金宝贝也没想起来这茬儿,只想着能有点事分散小孩的压力也挺好的,她看小儿子缄默症自从老头子受伤昏迷后,就更严重了,这几天没听见他再开口说过话,她也有些担心,还让戴医生帮忙咨询了心理医生,是不是要看看医生?
但医生跟小孩谈了一小时后,他出来摇摇头苦笑摊手,智商高的小孩是真的难搞,他没见过这样的小孩,只能建议道:“让他恢复从前的生活秩序,或者转移一下注意力,可能会有好的变化。

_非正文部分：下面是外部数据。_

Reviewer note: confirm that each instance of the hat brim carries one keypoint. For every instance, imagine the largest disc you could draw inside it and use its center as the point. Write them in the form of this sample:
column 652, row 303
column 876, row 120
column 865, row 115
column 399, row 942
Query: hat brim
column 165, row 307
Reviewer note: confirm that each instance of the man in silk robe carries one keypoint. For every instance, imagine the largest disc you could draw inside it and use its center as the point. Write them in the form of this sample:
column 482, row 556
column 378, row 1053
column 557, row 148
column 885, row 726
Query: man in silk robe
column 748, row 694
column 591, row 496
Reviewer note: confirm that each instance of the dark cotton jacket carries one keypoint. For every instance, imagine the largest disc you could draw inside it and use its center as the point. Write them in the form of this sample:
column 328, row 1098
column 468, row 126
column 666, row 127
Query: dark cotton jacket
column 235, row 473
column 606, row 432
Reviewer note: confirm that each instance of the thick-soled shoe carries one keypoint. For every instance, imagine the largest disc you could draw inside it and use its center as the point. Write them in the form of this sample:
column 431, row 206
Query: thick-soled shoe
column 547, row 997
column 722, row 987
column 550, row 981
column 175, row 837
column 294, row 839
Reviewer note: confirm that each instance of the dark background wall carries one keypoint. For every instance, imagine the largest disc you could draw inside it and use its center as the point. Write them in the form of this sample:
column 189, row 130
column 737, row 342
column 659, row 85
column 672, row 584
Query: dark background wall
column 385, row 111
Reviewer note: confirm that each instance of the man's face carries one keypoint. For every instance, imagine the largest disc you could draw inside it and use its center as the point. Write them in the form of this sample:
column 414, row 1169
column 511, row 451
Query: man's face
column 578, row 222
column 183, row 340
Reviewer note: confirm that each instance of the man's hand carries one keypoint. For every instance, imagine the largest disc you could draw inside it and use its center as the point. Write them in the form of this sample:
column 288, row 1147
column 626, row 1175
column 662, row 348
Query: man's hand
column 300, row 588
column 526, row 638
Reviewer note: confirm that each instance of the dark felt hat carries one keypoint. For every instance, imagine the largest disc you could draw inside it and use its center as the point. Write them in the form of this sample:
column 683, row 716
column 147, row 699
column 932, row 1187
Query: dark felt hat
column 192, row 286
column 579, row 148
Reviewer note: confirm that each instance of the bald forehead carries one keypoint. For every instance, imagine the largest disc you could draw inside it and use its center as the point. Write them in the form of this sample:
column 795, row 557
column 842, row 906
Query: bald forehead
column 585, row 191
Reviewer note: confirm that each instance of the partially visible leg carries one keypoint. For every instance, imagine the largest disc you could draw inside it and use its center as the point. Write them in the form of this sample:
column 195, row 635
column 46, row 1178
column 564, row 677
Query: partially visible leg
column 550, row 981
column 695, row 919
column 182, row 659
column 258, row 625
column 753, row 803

”
金宝贝想着,小儿子最喜欢做实验,跟着那群白大褂身边学习也好,还派了名司机兼保镖跟着,就放手了。
祁连深虽然醒不过来了,被医生判断成为植物人,但这一结果,也不敢跟外界和股东们说,只能说伤势过重,至今昏迷,现在人在自家医院,保密和安全程度比之前要高上不少,外界也没人察觉。